Seoul—North Korea’s recent missile tests involved “tactical nuclear” drills to simulate hitting the South and were overseen by leader Kim Jong Un in response to US-led joint military exercises in the region, state media said Monday.
Kim made acquiring tactical nukes —smaller, lighter weapons designed for battlefield use—a top priority at a key party congress in January 2021, and this year vowed to develop North Korea’s nuclear forces at the fastest possible speed.
The country revised its nuclear laws last month to allow pre-emptive strikes, with Kim declaring North Korea an “irreversible” nuclear power—effectively ending the possibility of negotiations over its arsenal.

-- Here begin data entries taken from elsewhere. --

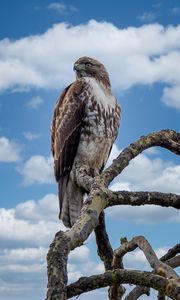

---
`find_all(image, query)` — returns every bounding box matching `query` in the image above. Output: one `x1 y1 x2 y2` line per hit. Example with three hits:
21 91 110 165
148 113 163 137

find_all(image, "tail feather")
59 178 83 227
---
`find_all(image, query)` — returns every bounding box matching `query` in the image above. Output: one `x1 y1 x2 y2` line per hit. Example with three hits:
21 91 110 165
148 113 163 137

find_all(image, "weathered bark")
124 286 150 300
46 231 69 300
94 211 113 271
46 130 180 300
106 190 180 209
67 269 180 300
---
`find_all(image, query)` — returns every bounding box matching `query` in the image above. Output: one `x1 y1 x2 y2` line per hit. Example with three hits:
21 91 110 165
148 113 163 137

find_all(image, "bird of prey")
51 56 120 227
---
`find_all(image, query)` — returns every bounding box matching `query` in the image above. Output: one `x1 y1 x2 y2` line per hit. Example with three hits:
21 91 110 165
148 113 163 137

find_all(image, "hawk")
51 56 120 227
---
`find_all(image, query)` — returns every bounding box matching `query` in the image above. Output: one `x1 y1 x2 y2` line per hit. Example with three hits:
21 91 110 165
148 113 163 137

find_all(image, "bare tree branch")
161 244 180 261
124 286 150 300
46 130 180 300
106 190 180 209
94 211 113 271
67 270 180 300
165 255 180 269
113 236 179 280
46 232 69 300
124 244 180 300
100 129 180 186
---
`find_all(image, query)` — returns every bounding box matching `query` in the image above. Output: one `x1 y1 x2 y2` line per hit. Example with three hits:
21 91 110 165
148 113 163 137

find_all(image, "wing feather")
51 81 85 209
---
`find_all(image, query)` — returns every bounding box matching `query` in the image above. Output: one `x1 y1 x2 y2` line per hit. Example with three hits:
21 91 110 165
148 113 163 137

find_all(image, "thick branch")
124 244 180 300
94 211 113 271
100 129 180 186
67 270 180 300
46 232 69 300
113 236 179 280
165 255 180 269
106 190 180 209
124 286 150 300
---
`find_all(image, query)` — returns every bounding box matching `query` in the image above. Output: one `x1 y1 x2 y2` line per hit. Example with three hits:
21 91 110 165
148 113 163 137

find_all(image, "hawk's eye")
85 63 92 67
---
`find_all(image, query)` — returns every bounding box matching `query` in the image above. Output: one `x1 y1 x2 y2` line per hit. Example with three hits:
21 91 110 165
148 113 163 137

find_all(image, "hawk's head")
74 56 111 88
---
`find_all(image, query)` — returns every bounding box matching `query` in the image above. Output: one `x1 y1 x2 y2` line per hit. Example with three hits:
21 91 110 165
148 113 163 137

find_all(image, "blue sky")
0 0 180 300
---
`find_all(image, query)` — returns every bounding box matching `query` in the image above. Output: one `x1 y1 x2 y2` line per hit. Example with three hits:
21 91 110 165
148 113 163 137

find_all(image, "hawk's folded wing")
51 81 85 208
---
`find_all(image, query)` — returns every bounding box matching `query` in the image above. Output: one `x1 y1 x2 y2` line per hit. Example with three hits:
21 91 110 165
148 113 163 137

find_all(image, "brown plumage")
51 57 120 227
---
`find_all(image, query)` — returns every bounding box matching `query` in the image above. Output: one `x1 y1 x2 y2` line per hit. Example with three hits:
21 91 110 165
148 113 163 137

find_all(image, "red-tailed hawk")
51 57 120 227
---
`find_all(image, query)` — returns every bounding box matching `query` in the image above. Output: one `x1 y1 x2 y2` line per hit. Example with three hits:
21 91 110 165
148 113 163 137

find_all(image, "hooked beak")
73 64 85 71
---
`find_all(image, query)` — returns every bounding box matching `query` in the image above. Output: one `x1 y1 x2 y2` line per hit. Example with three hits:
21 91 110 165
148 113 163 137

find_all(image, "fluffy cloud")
18 155 54 185
23 131 40 141
47 2 77 15
0 137 22 162
27 96 44 109
0 194 103 300
137 12 156 23
0 20 180 107
107 145 180 223
0 194 64 248
162 85 180 110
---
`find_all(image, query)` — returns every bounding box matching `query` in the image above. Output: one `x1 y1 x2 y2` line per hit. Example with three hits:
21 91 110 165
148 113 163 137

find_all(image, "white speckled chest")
76 78 119 174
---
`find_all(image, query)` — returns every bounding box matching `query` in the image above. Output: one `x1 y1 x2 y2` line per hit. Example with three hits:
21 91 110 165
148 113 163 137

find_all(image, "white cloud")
0 137 22 162
27 96 44 109
0 194 103 300
137 12 156 23
0 194 65 248
0 20 180 106
107 145 180 223
23 131 40 141
171 6 180 15
162 85 180 110
18 155 55 185
47 2 77 15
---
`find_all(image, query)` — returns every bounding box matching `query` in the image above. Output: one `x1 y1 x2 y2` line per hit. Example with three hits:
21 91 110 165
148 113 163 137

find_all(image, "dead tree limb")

Since then, Seoul, Tokyo and Washington have ramped up combined military exercises, including deploying a nuclear-powered US aircraft carrier to the area twice, infuriating Pyongyang, which sees such drills as rehearsals for invasion.
In response, North Korea “decided to organize military drills under the simulation of an actual war” that gamed out hitting South Korea’s ports, airports and military command facilities, KCNA said.
North Korean army units involved in “the operation of tactical nukes staged military drills from September 25 to October 9 in order to check and assess the war deterrent and nuclear counterattack capability,” the report said.
Kim “guided the military drills on the spot,” it said, adding he had dismissed the idea of restarting talks, saying North Korea “felt no necessity to do so”.
The report also said that North Korea’s October 4 missile launch, which flew over Japan and prompted rare evacuation warnings, involved a “new-type ground-to-ground intermediate-range ballistic missile”.
That test aimed to “send more powerful and clear warning to the enemies.”
Dangerous dynamic
North Korea’s claim its missile launches are a “response” to US-South Korea drills is part of a “familiar spiral dynamic” on the Korean peninsula, said US-based security analyst Ankit Panda.
“I worry that this is the start of a dangerous dynamic on the Korean Peninsula, where we have two states in a bitter rivalry and each faces strong incentives to fire first in a serious crisis,” he said.
“We also have no real measures of negotiated restraint or hotlines to manage crises,” he added.
“The North Koreans haven’t yet defined what exactly they consider to be a tactical nuclear weapon or mission … but we’re starting to see a picture that suggests any nuclear weapon they’d look to use early in a conflict can be defined as a ‘tactical’ capability,” he told AFP.
North Korea also released multiple photographs of the recent missile launches, tests and exercises showing Kim Jong Un overseeing them all, giving orders and posing with smiling soldiers.
It is significant that North Korea is not framing the recent launches as tests of the missiles themselves, but of the units that launch them, analysts said.
“That suggests these systems are deployed,” Jeffrey Lewis of the Middlebury Institute of International Studies wrote on Twitter.
‘Nuclear harbinger’
In addition to the array of “tactical nuclear” drills, North Korea said it had carried out “a large-scale combined air-attack drill”, which was also overseen by Kim.
KCNA said this involved “more than 150 fighter planes” but analysts dismissed this as domestic propaganda, and Seoul said last week it had only detected 12 North Korean warplanes flying in formation.
The volley of KCNA statements about its recent tests—which are unusual, as state media no longer routinely comments on launches—indicates Pyongyang is concerned about the recent US-led joint drills, analysts said.
“To strengthen its self-proclaimed deterrent, it is making explicit the nuclear threat behind its recent missile launches,” said Leif-Eric Easley, a professor at Ewha University in Seoul.
“The KCNA report may also be a harbinger of a forthcoming nuclear test for the kind of tactical warhead that would arm the units Kim visited in the field,” he added.
Officials in Washington and Seoul have been warning for months that North Korea has completed preparations for another nuclear test—which would be the country’s seventh, and first since 2017.
“The fears of a nuclear war in Ukraine are no longer someone else’s concern,” Lim Eul-chul, a professor at Kyungnam University, told AFP.
“We need to take more seriously the fact that the possibility of a nuclear war on the Korean peninsula has increased.”